Technician safety guides every procedure. We reinforce use of dedicated PPE, layout of emergency access points, and updated routines for transferring high-potency intermediates. Every process revision brings hands-on staff training and walk-throughs, critiqued by actual end users and safety officers. The reality of making advanced chemical intermediates means staying open to better approaches without disrupting reliable deliveries.
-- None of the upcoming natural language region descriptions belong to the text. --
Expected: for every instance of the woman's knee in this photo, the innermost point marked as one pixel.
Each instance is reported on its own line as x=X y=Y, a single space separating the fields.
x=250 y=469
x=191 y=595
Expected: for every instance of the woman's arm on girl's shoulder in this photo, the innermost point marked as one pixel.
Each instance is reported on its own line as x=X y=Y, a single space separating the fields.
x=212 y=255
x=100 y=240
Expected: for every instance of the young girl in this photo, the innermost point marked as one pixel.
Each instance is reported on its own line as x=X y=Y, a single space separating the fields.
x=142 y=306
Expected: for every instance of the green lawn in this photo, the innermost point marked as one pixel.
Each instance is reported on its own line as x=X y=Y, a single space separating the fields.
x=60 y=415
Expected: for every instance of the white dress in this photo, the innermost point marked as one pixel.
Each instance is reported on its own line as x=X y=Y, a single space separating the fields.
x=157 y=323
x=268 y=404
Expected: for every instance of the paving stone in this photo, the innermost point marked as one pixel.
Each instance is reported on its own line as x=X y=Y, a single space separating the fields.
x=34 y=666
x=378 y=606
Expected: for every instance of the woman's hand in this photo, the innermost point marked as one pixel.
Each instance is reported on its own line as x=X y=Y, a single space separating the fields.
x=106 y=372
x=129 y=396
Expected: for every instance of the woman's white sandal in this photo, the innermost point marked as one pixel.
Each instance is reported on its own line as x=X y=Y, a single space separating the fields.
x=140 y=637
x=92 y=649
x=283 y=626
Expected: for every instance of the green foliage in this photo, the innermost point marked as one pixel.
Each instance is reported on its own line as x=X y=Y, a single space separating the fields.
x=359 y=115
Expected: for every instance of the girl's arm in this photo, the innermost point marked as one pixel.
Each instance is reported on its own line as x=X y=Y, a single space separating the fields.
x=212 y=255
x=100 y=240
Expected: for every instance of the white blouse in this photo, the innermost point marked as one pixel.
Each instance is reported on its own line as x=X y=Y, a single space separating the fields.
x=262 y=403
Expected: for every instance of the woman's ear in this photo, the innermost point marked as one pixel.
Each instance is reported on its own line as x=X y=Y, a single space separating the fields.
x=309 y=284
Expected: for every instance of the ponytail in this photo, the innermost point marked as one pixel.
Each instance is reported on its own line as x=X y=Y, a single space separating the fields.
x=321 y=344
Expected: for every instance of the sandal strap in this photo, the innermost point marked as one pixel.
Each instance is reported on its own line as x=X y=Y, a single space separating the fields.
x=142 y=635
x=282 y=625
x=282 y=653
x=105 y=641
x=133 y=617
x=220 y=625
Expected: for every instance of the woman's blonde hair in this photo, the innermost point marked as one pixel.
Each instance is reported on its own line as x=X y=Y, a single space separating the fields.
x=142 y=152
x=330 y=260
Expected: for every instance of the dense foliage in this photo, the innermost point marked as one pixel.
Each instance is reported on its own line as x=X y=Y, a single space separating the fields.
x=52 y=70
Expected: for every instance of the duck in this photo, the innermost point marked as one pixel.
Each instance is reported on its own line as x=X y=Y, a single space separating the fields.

Solutions rarely come from external review alone. Our decades of experience show that hands-on corrective action beats remote troubleshooting. Each new customer requirement feeds a cycle of incremental plant upgrades, staff education, and procedural fine-tuning. Rather than waiting for a crisis to trigger revision, our team tracks trends across all delivered batches, watching both analytics and anecdotal feedback. Production issues get logged immediately, allowing lean updates without slowing essential shipments. Outdated approaches are scrapped after lessons from rejected lots or customer complaints.
Collaborating with local universities and industry alliances brings fresh perspectives—sometimes helping us adopt not just new technologies but new approaches to plant management and risk mitigation. We’ve built in real capacity for customer-driven modification, delivering material that fits evolving research and development needs. By running real-world trials and scaling up successful process tweaks, we support researchers and manufacturers building the next wave of medicinals, materials, and specialty chemicals.
5-chloro-1,2-dihydro-4-methoxy-2-oxo-3-pyridinecarbonitrile rests at a busy crossroads between discovery chemistry and industrial-scale manufacturing. As more research groups build out compounds for next-generation therapies or sensors, the demand for high-quality intermediates backed by real-world manufacturing know-how continues to grow. Our team remains committed to refining synthesis, analytical, and support processes, anticipating where changing regulations and end uses might take us. A hands-on approach, shaped by customer experience and in-house expertise, keeps all parts of the operation grounded in reality—ready to respond to new requirements as they emerge from the front lines of science and industry.